Running a dynamic platform of servers, nodes, and applications is hard, especially when the environments are constantly changing. While there are a million ways to build inventory, what if we could build inventory using open-source access systems and not have to main multiple sources of truth?
In this post, I'll explain how I use Teleport as a dynamic inventory provider with Ansible.
- Run/Deploy Teleport
- Download Teleport Ansible inventory script
- Authenticate to Teleport cluster
- Create SSH config for Teleport
Read the documentation found within the inventory script for quick-start instructions.
Read this blog post for an overly wordy rundown of how this all works together.
Teleport states it is "a certificate authority and identity-aware, multi-protocol access proxy..." which is a lot of highfalutin words.

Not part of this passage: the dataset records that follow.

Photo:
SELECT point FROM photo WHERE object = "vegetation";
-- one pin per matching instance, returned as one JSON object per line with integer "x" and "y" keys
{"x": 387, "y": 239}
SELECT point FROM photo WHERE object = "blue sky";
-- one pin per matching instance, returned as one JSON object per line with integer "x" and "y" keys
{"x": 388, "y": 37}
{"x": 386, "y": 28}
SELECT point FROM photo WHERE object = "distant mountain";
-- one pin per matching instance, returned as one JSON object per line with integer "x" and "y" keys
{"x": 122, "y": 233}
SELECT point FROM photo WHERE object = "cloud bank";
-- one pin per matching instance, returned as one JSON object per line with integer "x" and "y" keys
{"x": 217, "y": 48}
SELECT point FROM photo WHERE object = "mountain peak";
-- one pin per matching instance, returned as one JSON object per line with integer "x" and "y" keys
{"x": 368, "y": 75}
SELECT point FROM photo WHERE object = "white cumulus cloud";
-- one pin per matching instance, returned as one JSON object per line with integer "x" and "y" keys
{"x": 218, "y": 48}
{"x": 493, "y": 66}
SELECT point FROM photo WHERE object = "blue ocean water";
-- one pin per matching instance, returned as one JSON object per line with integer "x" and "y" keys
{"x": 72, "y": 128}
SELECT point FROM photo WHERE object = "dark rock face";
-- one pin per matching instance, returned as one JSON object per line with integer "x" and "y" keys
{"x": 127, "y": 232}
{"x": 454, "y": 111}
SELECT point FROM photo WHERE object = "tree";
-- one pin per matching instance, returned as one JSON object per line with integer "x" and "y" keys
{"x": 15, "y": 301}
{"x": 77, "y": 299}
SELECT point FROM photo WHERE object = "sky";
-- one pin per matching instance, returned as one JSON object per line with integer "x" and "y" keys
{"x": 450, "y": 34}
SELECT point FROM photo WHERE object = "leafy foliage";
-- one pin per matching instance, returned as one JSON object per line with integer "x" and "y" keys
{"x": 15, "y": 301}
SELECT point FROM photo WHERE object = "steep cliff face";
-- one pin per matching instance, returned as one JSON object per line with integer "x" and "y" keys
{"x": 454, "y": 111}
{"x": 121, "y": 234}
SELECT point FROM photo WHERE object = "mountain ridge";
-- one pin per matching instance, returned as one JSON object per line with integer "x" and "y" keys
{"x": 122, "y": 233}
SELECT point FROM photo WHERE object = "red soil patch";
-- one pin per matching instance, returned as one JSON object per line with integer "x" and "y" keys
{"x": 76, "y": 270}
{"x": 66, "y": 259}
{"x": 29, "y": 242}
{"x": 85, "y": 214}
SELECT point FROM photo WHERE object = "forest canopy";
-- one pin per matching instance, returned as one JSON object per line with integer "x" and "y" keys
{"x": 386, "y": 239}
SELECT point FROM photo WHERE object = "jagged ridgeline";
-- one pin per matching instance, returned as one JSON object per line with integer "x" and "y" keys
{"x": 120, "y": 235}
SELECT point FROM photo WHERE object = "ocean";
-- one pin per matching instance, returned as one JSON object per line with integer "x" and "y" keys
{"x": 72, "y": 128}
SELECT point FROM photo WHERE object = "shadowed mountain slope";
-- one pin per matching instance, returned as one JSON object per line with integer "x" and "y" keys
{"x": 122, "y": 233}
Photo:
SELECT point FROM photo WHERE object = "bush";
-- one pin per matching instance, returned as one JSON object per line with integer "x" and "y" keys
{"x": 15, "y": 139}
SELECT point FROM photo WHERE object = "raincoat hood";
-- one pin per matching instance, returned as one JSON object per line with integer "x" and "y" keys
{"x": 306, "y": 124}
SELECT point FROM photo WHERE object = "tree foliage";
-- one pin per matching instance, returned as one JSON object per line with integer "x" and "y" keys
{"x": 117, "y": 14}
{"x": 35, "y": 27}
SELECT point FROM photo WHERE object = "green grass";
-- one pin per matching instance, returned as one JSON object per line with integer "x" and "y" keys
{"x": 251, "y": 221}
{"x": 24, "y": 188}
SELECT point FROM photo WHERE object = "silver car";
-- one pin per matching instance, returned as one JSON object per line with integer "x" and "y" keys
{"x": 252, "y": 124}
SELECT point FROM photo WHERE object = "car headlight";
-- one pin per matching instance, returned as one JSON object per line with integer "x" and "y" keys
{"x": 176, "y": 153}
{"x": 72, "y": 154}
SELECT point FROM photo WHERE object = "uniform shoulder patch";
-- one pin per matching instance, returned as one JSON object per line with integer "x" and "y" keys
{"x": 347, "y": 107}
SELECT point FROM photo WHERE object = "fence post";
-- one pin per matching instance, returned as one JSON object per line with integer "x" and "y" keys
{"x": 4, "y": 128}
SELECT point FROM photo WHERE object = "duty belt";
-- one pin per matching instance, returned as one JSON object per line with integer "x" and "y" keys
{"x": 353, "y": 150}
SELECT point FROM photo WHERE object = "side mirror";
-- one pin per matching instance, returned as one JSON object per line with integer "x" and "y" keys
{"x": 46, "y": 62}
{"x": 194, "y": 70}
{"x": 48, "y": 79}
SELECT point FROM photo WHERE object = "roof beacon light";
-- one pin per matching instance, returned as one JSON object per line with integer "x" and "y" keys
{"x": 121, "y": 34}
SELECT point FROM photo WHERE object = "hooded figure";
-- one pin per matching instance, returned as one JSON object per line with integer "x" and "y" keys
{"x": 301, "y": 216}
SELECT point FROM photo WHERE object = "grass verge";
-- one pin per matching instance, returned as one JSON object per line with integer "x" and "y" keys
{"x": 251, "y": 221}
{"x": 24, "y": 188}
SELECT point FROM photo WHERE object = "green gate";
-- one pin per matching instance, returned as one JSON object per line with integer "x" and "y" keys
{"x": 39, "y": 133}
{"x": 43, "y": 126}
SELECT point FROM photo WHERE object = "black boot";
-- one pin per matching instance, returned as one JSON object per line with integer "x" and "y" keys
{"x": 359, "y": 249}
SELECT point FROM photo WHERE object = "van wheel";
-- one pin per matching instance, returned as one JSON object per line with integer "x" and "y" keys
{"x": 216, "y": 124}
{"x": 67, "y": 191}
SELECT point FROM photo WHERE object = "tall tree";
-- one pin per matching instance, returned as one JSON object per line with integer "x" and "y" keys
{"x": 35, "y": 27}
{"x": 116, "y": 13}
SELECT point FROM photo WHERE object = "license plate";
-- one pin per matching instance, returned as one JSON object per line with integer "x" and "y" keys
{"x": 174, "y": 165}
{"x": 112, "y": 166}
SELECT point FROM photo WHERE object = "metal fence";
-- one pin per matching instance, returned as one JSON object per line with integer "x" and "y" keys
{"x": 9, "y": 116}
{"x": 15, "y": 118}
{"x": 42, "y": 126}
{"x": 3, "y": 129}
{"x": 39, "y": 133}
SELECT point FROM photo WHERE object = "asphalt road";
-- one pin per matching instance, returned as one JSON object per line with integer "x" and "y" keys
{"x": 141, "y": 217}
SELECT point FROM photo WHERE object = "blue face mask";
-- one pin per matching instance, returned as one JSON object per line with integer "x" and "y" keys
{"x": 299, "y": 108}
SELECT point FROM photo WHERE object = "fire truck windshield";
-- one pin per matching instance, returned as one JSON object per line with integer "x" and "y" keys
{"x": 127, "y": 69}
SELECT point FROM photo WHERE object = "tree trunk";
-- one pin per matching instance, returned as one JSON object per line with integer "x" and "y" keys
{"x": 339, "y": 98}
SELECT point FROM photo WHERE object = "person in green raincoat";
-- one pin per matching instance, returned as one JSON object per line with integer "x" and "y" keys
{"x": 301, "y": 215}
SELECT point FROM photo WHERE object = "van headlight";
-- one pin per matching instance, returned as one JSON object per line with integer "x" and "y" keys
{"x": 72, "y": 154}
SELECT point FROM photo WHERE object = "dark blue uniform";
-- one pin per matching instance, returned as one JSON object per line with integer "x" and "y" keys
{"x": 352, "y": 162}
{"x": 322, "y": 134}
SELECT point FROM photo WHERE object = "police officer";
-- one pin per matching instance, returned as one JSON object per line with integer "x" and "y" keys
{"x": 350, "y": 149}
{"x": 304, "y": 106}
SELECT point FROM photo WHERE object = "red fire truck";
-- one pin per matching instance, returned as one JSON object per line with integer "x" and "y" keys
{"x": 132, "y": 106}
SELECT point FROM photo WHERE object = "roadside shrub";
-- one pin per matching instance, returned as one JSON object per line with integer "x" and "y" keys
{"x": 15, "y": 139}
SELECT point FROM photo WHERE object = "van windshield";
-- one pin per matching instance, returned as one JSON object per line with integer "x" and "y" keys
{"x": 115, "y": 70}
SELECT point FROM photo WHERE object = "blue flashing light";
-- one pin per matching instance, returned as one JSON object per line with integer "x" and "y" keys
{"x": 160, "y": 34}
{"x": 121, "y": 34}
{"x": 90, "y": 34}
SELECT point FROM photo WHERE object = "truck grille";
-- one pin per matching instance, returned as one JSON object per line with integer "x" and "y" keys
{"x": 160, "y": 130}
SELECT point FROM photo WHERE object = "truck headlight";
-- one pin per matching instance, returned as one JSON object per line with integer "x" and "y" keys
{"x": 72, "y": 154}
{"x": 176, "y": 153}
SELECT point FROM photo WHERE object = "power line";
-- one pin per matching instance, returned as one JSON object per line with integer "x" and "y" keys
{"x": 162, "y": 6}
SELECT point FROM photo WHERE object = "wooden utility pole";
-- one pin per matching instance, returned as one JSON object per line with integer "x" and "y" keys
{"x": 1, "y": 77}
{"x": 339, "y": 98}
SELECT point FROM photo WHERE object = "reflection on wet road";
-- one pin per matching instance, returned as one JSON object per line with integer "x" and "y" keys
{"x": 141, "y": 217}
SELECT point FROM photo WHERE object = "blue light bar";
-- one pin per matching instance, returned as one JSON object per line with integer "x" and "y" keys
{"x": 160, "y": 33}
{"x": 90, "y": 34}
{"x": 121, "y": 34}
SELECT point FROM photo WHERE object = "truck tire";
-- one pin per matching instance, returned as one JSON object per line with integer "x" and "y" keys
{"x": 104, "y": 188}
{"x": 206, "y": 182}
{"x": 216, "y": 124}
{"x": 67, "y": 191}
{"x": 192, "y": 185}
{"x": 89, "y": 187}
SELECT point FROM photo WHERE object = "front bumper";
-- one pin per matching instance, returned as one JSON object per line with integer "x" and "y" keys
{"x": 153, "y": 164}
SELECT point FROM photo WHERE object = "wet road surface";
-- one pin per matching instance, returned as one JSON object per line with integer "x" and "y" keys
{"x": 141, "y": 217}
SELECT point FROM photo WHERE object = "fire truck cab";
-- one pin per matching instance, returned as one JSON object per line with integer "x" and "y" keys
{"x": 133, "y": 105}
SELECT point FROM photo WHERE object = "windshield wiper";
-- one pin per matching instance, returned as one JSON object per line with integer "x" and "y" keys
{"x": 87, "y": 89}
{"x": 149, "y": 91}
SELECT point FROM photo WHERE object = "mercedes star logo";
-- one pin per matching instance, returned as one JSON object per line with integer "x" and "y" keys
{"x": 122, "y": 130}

Teleport controls access, and we can use its access capabilities to run commands like
ssh on remote systems. From the user's point of view, very little needs to be done to make this work with Ansible
Ansible uses SSH > SSH uses Teleport > Teleport provides access
To make this unholy marriage work like Megan and Harry, users set an appropriate SSH configuration for their Ansible environment, define their required Ansible configuration, Authenticate, and run Ansible normally. The only new step in what I consider a very common Ansible workflow is the authentication requirement.
A typical workflow for administrators is to create a static inventory file that maps to some set of resources. As you can imagine, static inventory files will bit rot, especially as they grow. When the rot has grown sufficiently, it comes an operator's nightmare, and we all want to avoid nightmares.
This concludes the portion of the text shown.